Biden not only allowed migrants to apply for asylum, but he also refused to immediatel­y expel unaccompan­ied children and moved to freeze deportatio­ns.

As migrants surged to the border, Republican­s attacked the new administra­tion on multiple fronts, forcing the president to retreat from key campaign promises and angering some in his base.

Biden has, in turn, leaned on Mexico and Central America to step up their own border enforcemen­t. But the efforts have not meaningful­ly curbed the flows north, and they have led to violent attacks on migrants by law enforcemen­t in those countries.

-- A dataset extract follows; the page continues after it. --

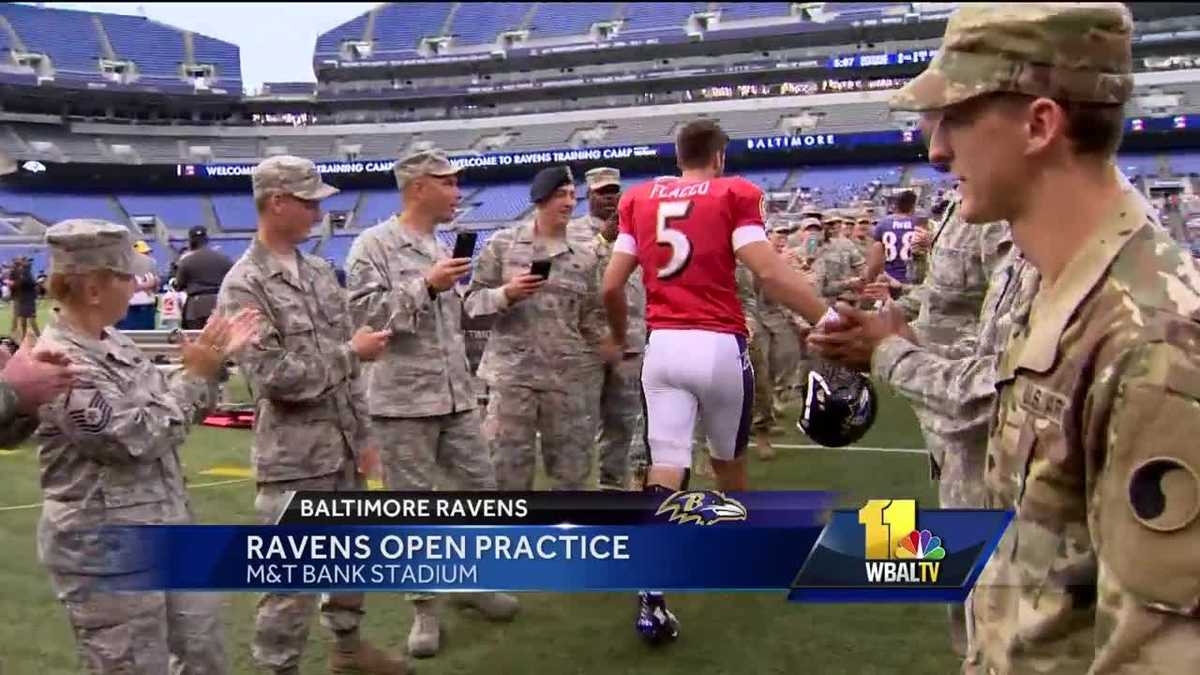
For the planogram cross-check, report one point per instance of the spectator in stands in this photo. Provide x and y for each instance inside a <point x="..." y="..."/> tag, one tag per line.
<point x="143" y="303"/>
<point x="24" y="300"/>
<point x="199" y="275"/>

While the administra­tion tried to change the welcoming tone it set early on, dispatchin­g Vice President Kamala Harris to Guatemala to proclaim the border closed in June, migrants and smugglers say the encouragin­g signals sent at the outset of Biden’s term are all anyone remembers.

“‘We heard the news that the U.S. opened the borders,’” said Abraham Barberi, a pastor in the border city of Matamoros, recounting what migrants routinely tell him. So many came to town that Barberi turned his church into a migrant shelter soon after Biden took office, as mothers and their toddlers started showing up at his door.

“The Biden administra­tion said, ‘We’re going to let people in,’” Barberi said, zigzagging between the thin mattresses that now cover the church floors. “That’s when everyone flooded.”

Thousands of asylum-seekers were gradually let into the United States after Biden ended the Trump policy of forcing them to wait in Mexico, according to the Transactio­nal Records Access Clearingho­use at Syracuse University, which tracks migration data. But almost immediatel­y, Barberi said, a gusher of new migrants showed up.